Screenshot from broadcast

Saturday, June 3, 2023

Berliner Philharmonie, Herbert-von-Karajan-Straße, Berlin

The square brackets indicate that “due to legal reasons that arose at short notice” the DCH was unable to broadcast the Wagner, replaced by film of Daniel Barenboim playing a Mozart Piano Concerto (No.13) with the Philharmoniker at Versailles in 1997. The other works were relayed live, as intended.

Fauré’s ineffably lovely music for Maurice Maeterlinck’s play Pelléas et Mélisande (a story that also attracted Debussy, Schoenberg and Sibelius) gently seeps into the consciousness through restraint, a dark, if occasionally more-direct, emotional seam, with lighter filigree moments, and flute-led charm, if always with a shroud of mystery and tragedy embedded therein, culminating in ‘The Death of Melisande’, numbed in expression, the whole Suite beautifully and sensitively played by the Berliners in response to Barenboim’s discerning direction.

Franck’s sole Symphony has never lacked for recordings, not least Barenboim with Orchestre de Paris for DG, and recent ones include Alain Altinoglu, Mikko Franck and Gustavo Gimeno.
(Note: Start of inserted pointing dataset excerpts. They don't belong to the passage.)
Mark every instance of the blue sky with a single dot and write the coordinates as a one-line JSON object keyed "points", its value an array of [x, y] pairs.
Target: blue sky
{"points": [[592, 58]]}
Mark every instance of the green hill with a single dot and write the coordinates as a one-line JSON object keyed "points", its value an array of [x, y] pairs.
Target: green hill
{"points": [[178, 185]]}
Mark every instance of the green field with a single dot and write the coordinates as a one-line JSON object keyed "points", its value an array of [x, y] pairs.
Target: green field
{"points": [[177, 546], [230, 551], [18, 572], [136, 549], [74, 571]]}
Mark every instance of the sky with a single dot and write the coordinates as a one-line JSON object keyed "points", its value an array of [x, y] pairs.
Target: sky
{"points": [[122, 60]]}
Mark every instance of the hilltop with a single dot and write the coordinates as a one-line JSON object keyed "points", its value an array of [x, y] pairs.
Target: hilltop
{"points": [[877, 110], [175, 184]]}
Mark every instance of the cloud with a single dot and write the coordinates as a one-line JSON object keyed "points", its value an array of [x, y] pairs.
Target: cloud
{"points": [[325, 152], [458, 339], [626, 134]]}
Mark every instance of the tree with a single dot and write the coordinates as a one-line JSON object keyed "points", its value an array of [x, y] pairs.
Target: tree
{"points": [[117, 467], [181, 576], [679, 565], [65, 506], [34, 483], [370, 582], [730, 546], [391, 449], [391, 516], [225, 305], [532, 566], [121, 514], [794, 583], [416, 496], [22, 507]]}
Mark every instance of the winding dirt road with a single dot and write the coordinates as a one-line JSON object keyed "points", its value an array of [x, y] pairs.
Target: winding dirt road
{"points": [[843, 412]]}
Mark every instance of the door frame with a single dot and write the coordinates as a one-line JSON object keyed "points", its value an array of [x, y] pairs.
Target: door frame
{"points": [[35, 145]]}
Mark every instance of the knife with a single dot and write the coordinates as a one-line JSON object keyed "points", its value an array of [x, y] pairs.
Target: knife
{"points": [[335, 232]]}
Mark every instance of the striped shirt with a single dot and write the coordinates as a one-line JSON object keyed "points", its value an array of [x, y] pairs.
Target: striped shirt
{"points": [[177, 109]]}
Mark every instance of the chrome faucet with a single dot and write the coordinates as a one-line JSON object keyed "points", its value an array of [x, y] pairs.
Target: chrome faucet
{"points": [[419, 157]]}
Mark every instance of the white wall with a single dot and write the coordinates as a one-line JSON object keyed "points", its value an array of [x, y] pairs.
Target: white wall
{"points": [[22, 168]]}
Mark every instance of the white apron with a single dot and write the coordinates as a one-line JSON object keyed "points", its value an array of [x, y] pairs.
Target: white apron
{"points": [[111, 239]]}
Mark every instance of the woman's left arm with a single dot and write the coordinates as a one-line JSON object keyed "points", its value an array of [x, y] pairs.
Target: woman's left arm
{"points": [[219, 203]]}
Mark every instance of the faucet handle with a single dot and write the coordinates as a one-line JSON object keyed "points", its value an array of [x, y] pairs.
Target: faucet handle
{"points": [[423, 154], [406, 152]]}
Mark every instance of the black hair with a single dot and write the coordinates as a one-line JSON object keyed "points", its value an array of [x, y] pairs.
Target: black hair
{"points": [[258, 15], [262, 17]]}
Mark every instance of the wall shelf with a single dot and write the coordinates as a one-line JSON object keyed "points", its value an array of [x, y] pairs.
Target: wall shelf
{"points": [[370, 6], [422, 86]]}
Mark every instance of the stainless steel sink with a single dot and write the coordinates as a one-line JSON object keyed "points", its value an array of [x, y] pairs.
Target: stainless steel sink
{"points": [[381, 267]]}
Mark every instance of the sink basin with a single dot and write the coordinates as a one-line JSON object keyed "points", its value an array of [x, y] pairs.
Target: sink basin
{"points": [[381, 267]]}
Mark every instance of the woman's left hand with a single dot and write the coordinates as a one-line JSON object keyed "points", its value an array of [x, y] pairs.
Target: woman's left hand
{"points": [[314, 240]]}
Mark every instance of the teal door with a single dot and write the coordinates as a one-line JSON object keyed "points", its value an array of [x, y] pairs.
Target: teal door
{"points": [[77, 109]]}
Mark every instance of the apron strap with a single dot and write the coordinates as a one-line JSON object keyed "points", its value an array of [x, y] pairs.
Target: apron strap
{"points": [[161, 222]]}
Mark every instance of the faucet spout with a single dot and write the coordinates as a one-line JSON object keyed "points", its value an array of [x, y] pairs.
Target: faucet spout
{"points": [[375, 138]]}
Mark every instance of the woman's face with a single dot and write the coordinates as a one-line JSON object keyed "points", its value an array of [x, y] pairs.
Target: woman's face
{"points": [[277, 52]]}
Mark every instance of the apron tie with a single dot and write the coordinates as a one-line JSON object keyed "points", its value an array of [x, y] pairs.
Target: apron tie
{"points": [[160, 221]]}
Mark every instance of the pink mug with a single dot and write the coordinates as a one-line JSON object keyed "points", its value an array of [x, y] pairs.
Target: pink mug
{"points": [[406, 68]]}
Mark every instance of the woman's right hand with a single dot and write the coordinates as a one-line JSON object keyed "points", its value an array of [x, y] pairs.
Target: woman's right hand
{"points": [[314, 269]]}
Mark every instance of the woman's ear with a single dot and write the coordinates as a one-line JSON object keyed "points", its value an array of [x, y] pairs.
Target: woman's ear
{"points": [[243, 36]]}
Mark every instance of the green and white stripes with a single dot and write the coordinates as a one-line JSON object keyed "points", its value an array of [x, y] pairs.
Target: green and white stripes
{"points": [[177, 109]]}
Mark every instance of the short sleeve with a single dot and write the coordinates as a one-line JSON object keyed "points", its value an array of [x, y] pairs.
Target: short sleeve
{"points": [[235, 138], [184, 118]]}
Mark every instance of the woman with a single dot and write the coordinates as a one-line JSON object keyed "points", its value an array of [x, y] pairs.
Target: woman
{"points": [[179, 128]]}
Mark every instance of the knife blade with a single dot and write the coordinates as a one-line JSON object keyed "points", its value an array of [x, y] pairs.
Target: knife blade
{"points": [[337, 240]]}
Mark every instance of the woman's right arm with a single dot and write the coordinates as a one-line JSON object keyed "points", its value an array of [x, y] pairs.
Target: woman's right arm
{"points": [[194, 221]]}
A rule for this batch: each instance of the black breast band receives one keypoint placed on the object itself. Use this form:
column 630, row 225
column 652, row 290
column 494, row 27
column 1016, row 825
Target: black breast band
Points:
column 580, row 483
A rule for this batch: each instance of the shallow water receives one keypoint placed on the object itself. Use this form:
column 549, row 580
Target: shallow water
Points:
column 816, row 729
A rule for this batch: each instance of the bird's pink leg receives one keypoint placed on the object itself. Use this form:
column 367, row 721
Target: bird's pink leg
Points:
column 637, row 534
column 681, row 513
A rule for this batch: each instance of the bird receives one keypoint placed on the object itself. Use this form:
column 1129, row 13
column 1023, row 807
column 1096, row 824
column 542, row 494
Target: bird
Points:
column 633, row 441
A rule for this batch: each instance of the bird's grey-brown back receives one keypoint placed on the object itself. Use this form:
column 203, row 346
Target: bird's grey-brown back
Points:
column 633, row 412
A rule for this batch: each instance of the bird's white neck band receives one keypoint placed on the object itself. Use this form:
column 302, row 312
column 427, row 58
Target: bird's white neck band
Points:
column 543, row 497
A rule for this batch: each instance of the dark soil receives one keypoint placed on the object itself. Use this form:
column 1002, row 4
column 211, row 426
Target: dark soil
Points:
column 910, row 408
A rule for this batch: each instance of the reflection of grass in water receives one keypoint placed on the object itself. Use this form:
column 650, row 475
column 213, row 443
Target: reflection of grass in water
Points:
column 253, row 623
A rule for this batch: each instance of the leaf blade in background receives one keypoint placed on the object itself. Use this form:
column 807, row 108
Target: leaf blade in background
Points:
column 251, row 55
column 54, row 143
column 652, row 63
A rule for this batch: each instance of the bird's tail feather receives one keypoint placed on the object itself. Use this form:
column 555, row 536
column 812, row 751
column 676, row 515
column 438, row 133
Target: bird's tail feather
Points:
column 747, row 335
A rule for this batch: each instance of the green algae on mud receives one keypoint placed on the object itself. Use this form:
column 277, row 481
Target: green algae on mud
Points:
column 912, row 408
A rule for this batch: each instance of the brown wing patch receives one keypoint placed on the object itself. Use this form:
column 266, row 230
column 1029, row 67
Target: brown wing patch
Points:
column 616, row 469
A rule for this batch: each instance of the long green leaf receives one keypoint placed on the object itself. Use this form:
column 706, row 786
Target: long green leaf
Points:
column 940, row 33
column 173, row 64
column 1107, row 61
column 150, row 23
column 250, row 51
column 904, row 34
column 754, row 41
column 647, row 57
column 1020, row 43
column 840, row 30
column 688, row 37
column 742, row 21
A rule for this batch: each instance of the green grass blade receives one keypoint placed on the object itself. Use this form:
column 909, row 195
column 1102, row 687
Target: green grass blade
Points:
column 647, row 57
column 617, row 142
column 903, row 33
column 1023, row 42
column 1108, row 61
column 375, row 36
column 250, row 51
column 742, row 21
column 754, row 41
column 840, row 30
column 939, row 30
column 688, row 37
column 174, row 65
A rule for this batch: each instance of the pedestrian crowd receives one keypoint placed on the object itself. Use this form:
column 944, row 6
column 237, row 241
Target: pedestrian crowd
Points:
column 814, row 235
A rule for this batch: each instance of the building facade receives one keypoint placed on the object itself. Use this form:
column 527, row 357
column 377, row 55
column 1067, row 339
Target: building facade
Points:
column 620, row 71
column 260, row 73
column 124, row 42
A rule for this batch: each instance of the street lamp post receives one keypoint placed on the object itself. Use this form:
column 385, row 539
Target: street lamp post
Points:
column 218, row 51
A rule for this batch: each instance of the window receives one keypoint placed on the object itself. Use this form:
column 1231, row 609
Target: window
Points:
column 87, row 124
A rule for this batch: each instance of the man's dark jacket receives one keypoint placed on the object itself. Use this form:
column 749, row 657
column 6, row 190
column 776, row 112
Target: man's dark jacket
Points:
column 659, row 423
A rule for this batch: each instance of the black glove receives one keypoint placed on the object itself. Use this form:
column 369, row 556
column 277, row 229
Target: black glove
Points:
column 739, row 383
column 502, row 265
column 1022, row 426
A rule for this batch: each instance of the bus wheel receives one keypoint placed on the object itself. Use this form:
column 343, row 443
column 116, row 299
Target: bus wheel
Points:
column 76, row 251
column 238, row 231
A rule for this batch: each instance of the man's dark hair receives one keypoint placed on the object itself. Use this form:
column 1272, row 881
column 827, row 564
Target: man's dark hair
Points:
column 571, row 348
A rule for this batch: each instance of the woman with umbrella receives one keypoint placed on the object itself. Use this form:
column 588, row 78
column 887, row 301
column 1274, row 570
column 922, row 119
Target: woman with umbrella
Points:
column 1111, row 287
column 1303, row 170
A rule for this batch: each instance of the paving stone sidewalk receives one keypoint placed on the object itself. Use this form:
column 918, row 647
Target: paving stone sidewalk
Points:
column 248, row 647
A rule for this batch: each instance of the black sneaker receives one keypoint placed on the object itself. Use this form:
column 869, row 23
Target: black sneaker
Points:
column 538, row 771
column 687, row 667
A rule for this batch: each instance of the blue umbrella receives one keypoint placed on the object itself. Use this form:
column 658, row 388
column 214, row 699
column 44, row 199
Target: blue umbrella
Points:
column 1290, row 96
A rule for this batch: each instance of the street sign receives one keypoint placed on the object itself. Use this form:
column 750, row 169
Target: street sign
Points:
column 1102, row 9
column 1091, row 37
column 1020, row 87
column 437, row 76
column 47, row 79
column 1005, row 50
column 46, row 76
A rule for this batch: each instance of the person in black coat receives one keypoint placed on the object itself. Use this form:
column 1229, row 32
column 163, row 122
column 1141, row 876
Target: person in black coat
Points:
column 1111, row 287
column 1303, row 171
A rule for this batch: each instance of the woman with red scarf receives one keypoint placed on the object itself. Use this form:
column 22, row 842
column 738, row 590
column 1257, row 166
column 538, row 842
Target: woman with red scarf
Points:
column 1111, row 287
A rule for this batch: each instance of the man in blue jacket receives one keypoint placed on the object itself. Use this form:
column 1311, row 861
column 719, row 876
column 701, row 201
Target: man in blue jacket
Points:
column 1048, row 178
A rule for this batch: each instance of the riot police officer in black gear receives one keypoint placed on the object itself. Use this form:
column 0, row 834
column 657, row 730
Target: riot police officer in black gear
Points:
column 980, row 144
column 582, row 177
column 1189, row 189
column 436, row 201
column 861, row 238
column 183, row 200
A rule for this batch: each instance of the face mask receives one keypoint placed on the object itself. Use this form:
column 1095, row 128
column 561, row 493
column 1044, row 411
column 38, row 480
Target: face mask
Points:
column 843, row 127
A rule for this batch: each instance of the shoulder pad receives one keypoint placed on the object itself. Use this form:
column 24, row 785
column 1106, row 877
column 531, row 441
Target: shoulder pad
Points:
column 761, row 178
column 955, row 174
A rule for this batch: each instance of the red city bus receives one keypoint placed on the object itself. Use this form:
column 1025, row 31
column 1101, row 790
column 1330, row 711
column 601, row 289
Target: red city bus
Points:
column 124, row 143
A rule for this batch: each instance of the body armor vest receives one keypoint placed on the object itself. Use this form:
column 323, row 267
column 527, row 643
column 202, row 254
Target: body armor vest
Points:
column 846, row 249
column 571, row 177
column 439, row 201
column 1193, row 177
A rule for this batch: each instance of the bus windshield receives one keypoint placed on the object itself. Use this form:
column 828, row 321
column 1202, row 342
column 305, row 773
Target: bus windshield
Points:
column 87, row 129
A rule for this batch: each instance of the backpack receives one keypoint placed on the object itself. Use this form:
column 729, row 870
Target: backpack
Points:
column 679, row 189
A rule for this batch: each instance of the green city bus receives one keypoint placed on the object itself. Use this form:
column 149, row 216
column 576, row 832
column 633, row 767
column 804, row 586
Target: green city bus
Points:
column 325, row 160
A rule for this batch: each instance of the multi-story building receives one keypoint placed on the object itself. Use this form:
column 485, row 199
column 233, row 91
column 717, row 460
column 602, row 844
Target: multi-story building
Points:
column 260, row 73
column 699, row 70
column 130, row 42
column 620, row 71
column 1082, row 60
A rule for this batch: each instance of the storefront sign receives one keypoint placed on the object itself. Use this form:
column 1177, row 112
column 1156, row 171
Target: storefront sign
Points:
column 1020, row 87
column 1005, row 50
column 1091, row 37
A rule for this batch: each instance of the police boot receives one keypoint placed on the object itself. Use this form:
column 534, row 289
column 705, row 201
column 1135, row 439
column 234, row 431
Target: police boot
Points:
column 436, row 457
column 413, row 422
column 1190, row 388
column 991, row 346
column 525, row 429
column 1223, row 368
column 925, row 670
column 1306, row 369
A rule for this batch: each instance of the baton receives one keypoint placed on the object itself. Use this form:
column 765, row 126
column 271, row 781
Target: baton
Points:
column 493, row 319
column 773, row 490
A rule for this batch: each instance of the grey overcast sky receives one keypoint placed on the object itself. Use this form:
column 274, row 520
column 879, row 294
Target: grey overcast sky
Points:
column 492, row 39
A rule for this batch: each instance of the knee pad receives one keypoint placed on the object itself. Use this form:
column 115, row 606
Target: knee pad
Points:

Just this week I listened to versions by Ansermet and Klemperer, both notable, similarly timed (close to forty minutes), if otherwise differently arrived at, as part of my ongoing attention to respective collections of these conductors (both surveys currently pinned to the front page) and Edward Johnson unearthed the shortest (as well as first, 1924) and longest performances that could be found of this D-minor masterpiece, with a live Stokowski account as a median, https://www.colinscolumn.com/cesar-francks-symphony-in-d-minor-the-fastest-and-earliest-henry-wood-31-minutes-equal-slowest-celibidache-giulini-both-47-also-stokowski-in-concert-39-five-minutes-quicker-than-his-d/.

Surprisingly the Franck, for so long a regular, has become a stranger to the concert hall, so it was very welcome from Berlin, and other concert appearances suggest it is making a comeback. Barenboim gave it a grand, potent and stoical outing at-one with markings such as Lento, and non troppo, with plenty of power and passion in the outer movements, cohesion too for all the tempo largesse, deeply felt and very expressive, Barenboim’s minimal gestures setting the parameters for the Berliners to respond with devotion, refulgence and intensity (violins, antiphonal, had a sheen; left-positioned basses depth); spacious, yes, stretched even, but never sticky if maybe a tenuto too far on occasion, and utterly compelling (for some, unbearably plodding, I imagine), although the end of the first movement was curious, haphazardly faded (Celibidachian in manner if uncontrolled, perhaps impromptu). The middle movement, nominally Allegretto – more Andante moderato quasi Adagio from Barenboim – with harp and cor anglais to the fore was something of an indulgence though, the middle section nicely delicate and pianissimo however, and it was attacca into the Finale, as broad as the first movement, no syllable allowed to slur, patiently built, with certainty, to a resplendent conclusion, trumpets and cornets snaking through at the very end. Excluding applause, forty-seven minutes. I really was expecting at least fifty. (Timings can be deceptive.) So glad to have heard this intriguing performance. Very long enthusiastic ovation.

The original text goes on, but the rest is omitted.